There is a really good course on egghead that lets you build an intuition on these datatypes.

https://egghead.io/courses/professor-frisby-introduces-composable-functional-javascript

State is just one of many datatypes, and the "labels" like: Functor, Applicative and Monad are ways to describe properties about these datatypes.

Most of the datatypes used out there (Maybe, Either, Async (Future), State) abstract away or encapsulate some sort of effect, behavior or structure.

Maybe, for instance, is a way to represent disjunction (logical or) with the false side of the disjunction all mapping to a singleton type (like undefined or null).

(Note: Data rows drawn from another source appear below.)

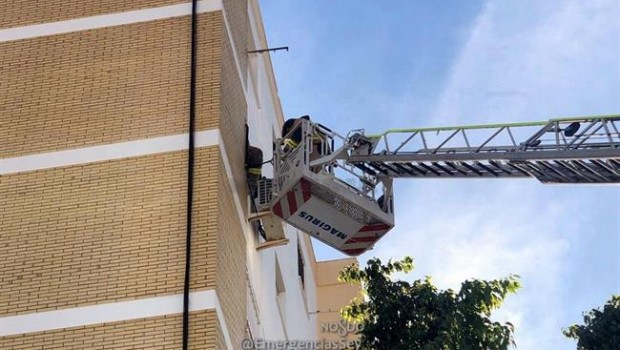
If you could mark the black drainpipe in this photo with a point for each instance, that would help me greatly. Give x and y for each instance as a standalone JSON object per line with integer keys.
{"x": 190, "y": 173}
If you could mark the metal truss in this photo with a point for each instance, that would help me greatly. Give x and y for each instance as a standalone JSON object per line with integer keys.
{"x": 569, "y": 150}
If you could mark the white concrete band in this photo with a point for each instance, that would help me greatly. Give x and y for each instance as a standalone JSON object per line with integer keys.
{"x": 106, "y": 152}
{"x": 107, "y": 20}
{"x": 103, "y": 313}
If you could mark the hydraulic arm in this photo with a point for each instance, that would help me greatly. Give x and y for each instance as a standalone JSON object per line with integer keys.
{"x": 575, "y": 150}
{"x": 339, "y": 189}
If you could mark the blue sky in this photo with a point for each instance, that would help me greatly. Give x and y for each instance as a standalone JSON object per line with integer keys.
{"x": 393, "y": 64}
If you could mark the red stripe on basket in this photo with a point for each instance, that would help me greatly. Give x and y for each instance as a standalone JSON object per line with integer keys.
{"x": 354, "y": 251}
{"x": 374, "y": 227}
{"x": 362, "y": 239}
{"x": 306, "y": 189}
{"x": 292, "y": 202}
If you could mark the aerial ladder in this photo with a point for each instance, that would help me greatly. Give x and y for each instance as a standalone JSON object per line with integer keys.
{"x": 339, "y": 189}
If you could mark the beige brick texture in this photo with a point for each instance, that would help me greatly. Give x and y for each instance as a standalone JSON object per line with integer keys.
{"x": 149, "y": 334}
{"x": 106, "y": 85}
{"x": 107, "y": 231}
{"x": 19, "y": 12}
{"x": 231, "y": 263}
{"x": 115, "y": 230}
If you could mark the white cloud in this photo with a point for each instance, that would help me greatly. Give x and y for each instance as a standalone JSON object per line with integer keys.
{"x": 524, "y": 60}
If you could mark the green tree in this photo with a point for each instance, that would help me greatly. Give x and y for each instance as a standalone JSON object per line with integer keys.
{"x": 418, "y": 316}
{"x": 601, "y": 329}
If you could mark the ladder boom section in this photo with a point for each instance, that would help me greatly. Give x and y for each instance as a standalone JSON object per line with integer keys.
{"x": 568, "y": 150}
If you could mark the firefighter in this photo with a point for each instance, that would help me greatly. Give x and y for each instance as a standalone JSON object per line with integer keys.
{"x": 254, "y": 165}
{"x": 292, "y": 133}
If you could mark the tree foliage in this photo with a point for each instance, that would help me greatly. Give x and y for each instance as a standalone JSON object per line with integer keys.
{"x": 418, "y": 316}
{"x": 601, "y": 329}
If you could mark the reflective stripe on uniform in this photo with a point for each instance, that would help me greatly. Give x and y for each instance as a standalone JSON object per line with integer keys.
{"x": 291, "y": 143}
{"x": 254, "y": 171}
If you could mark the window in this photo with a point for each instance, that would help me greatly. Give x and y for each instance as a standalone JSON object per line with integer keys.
{"x": 281, "y": 296}
{"x": 300, "y": 265}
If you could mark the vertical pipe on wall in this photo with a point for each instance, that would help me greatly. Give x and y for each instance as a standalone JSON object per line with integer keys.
{"x": 190, "y": 173}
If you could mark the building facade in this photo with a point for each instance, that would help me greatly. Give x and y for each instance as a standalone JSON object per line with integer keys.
{"x": 93, "y": 179}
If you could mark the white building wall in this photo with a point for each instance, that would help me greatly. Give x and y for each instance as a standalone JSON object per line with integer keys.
{"x": 290, "y": 316}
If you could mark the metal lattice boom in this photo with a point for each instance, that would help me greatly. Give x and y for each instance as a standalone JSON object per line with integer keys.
{"x": 569, "y": 150}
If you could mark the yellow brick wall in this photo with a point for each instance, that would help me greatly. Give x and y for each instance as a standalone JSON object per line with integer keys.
{"x": 107, "y": 231}
{"x": 106, "y": 85}
{"x": 115, "y": 230}
{"x": 231, "y": 261}
{"x": 19, "y": 12}
{"x": 149, "y": 334}
{"x": 239, "y": 22}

The effect that State provides is the ability to either read from or modify a shared state.

For us programmers/developers/etc, The fact that something is a Monad means that we have a way to combine the effects of (2) instances of that datatype. In JS (using the fantasy-land spec), this means that a datatype will have a chain method and an of static function on the constructor. So when we chain a function, it will combine the effects.

For something like Maybe, that may be thought of as nested ifs without else cases. For State, chaining allows use to combine multiple reads/writes to the provided state.

While that may make no sense now, it is something to keep in mind as you go through Brian's course.